Figure 2: Relationship between Avg. Gap and RCD8 for ResNet on TinyImageNet. IEU variants maintain low utility loss and strong unrecoverability across unlearning scenarios.
Ablation on step-size further reveals that the relative method ranking is robust, provided an appropriate step-size is chosen.
Image Generation
The application of IEU to Stable Diffusion (SD) for generative unlearning (NSFW concept removal) further validates the approach. Incorporating Noisy regularization into existing ESD or SALUN baselines ensures lower nudity detection rates (measuring effective concept forgetting) and maintains superior FID on unrelated concepts (demonstrating information retention). Qualitative visualizations confirm that utility on benign prompts is preserved, while images conditioned on unlearned prompts are no longer generated (Figure 3, Figure 4).
Figure 3: Examples of generated images using SD variants on I2P prompts. Noisy and GA+Noisy variants prevent generation of NSFW images while maintaining concept fidelity on other prompts.
Figure 4: GA+Noisy ensures high visual quality for non-forgotten ImageNette classes, demonstrating retention.
However, experiments show that when the Adam optimizer is used for relearning (as is standard in large diffusion models), all methods—including IEU—are more vulnerable to prompt recovery, highlighting a limit of the GD-motivated approach.
Practical and Theoretical Implications
This work provides a comprehensive evaluation framework for model unlearning that accounts for susceptibility to information leakage through relearning attacks. The IEU framework yields a practical, computationally efficient approach that achieves a strong privacy-utility trade-off and is theoretically justified. The explicit analysis of the role of regularization noise and anti-loss drives future research toward designing optimizers and training regimes that are robust to both gradient- and Adam-based recovery.

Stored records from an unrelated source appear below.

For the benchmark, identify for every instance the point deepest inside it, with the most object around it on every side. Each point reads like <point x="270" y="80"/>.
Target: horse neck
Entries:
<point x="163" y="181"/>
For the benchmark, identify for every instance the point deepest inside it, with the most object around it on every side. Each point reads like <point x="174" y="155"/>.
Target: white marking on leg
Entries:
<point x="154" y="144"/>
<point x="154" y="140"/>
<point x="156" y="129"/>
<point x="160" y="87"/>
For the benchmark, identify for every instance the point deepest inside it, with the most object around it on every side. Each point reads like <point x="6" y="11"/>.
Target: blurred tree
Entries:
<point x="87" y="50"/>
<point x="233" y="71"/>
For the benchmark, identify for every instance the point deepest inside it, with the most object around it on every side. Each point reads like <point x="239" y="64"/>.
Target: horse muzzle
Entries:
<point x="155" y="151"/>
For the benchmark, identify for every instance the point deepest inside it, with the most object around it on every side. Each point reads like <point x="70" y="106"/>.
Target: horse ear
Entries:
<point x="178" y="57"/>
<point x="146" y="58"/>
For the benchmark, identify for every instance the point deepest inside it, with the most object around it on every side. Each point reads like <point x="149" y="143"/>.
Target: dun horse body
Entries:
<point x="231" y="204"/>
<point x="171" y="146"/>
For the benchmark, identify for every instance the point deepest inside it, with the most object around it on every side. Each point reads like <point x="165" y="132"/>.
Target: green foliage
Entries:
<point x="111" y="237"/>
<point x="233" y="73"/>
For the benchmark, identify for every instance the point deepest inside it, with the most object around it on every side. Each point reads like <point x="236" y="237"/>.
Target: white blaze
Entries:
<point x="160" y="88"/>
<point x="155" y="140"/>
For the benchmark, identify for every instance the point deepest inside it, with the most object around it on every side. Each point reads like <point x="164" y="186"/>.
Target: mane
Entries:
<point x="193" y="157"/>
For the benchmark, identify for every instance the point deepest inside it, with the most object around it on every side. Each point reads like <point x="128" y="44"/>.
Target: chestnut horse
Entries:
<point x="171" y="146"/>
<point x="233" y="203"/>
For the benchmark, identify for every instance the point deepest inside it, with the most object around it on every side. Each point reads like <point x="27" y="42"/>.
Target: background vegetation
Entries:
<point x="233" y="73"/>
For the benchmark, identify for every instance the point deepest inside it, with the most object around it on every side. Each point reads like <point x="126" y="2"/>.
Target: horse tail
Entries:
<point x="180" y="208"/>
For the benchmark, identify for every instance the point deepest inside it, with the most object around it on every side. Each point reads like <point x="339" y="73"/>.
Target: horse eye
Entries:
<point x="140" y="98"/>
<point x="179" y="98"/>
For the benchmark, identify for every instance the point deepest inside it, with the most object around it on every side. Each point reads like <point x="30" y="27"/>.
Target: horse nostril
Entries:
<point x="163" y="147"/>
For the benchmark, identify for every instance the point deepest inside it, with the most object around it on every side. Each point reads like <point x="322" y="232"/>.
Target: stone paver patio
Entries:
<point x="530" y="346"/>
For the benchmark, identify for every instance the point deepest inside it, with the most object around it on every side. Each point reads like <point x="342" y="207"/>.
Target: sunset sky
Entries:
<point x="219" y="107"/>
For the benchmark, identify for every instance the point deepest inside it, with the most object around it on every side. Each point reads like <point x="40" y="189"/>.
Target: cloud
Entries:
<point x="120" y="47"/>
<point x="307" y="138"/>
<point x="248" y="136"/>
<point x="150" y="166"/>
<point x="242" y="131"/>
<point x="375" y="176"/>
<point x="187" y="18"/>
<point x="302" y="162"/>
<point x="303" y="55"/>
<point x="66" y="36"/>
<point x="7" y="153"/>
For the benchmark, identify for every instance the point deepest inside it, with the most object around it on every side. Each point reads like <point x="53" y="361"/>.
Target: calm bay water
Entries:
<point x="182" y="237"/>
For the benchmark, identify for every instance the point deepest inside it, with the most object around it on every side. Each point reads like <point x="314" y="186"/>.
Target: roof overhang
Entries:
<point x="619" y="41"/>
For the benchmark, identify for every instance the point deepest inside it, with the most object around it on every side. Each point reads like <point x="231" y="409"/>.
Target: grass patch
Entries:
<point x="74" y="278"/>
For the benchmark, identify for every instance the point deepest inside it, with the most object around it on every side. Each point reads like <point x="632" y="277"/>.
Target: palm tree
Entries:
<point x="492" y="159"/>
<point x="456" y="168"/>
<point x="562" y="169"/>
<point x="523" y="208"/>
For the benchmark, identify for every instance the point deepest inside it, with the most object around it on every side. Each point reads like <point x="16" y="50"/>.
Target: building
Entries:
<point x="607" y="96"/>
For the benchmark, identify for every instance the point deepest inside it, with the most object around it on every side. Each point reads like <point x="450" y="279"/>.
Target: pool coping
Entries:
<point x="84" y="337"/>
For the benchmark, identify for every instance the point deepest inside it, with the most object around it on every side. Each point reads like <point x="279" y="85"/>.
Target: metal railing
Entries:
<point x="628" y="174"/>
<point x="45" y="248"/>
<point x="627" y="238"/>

Practically, the findings indicate that IEU can be integrated into production AI systems where the cost of full model retraining is prohibitive, and privacy is paramount. The RCD9 metric offers a deployable diagnostic for auditing and certifying forgetting effectiveness in deployed systems.
Towards Future Developments
While IEU demonstrates strong results on vision tasks, its extension to language, graph, and multimodal data is nontrivial—requiring adaptation of the metrics and unlearning mechanisms to complex data distributions and model architectures. The limitations of GD-based analysis for architectures typically trained with Adam optimizers suggest future work in optimizer-specific unlearning resistance.
Further directions include adversarial design of unlearning attacks for robust evaluation, fairness-aware unlearning, and interpretability of residual influence in high-dimensional representation spaces. The theoretical tools introduced here set the foundation for future research into principled, certifiable unlearning in complex AI systems.
Conclusion
The introduction of the relearning convergence delay metric fundamentally advances the rigorous evaluation of unlearning methods, directly measuring a model's vulnerability to forgetting-set recovery. The Influence Eliminating Unlearning framework, by maximizing this metric, achieves demonstrably robust unlearning while preserving task-relevant utility. This work delineates clear directions for both theoretical research and practical deployment of unlearning systems in compliance-sensitive domains.